Oakland

Loose Threads Untangled

From Anne Garvey's exhibit Keep It Together.

Anne Garvey
Keep It Together: Reception
Manna Gallery
Oakland
Jan. 20, 2024

If you were to have driven past this particular block on 25th Street, just off Telegraph, on this unassuming, rainy weekend, you might not have clocked the steady crowd of art-goers passing through the maze of galleries hidden among the blocks of warehouses. If you’d ducked inside, you’d have found a brisk hive of foot traffic. It spoke to the creative activity that Oaklanders seemed hungry for on Saturday afternoon.

Tucked into a corner of these galleries is Oakland native Anne Garvey’s exhibit, Keep It Together, a series of paintings she has done of her earlier sculptures — a creative puzzle you’ll want to stop and unwrap. Or, at least try to.

A series of paintings by Anne Garvey for her exhibit, Keep It Together.

Garvey, whose art is focused on anxiety, trauma, and resilience,” originally created three-dimensional works from yarn, ribbon, and string wrapped around or among objects, along with torn and reassembled journal and calendar pages. Then she created paintings of these works.

To create a two-dimensional perspective of a work with dimension and weight and gravity has the effect of a meta-meditation on art. Whereas, I imagine the sculptural works felt solid and somewhat substantial, the paintings of them feel as pliable and shifting as moods. They show yarn wrapped around and through legs, or barely perceptible strips of white ribbon, layered and bleeding into the cream of the canvas, or tangles of red ribbon hanging like seaweed against pastel backdrops. They evoke the pliability of art, the inscrutability of emotions that we use to wrap around or cover up people, things, lives, stories.

Garvey’s work gently pulls your gaze inward. You might wonder what the ribbons and lines and strings might be hiding, or wonder how they’re prone to tautness and slackness with every twist and tendril. Garvey says that her paintings are an exploration into the delicate balance between maintaining composure and navigating the emotions that define our shared human experience.” 

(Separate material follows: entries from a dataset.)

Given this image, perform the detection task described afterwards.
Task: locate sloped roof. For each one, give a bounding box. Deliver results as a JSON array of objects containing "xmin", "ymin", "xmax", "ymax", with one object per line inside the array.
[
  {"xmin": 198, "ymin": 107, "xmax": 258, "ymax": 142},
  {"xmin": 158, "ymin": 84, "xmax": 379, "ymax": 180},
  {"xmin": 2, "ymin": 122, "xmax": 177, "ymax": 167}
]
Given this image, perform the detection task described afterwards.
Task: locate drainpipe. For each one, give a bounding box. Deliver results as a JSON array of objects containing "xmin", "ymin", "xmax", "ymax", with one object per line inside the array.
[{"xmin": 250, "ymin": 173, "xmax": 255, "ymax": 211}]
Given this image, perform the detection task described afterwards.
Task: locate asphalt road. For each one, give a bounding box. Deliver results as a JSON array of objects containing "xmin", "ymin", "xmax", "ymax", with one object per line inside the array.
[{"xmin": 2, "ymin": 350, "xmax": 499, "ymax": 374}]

Even if the colors are light, wandering the small room, I felt loosely tethered to something somber and delicate, soft and silent. I felt driven to respect whatever was hidden, to leave what was tangled as it was, and to admire its fragility.

Garvey’s paintings seem to lead viewers like a string towards her aim of representing the self-reflective process… [and the] the possibilities for deeper, psychological connections.” She wants viewers to contemplate our shared struggles. In doing so, you might also find yourself untangling the particular threads you struggle with, as I did. Gazing on her work seemed to promote the cathartic work of my mind at untangling stray thoughts troubling me that day.

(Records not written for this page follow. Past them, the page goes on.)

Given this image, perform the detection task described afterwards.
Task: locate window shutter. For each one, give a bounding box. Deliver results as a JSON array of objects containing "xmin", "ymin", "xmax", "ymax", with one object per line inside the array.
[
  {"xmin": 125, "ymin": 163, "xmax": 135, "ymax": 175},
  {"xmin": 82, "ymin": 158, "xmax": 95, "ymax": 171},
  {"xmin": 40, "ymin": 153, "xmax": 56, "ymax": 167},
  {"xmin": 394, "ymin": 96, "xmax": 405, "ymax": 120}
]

There’s another, larger painting with bolder colors; dark, black strips of cloth with thinner, more delineated strips in soft pinks and cream colors, centered against a layered backdrop of deep copper and gold. In my mind, it hints at the bold, erotic backgrounds by Gustav Klimt. But this is what’s left of the passion, what’s deconstructed into sparser, barren moods. It’s as if it offers a vision of the aftermath of a kiss.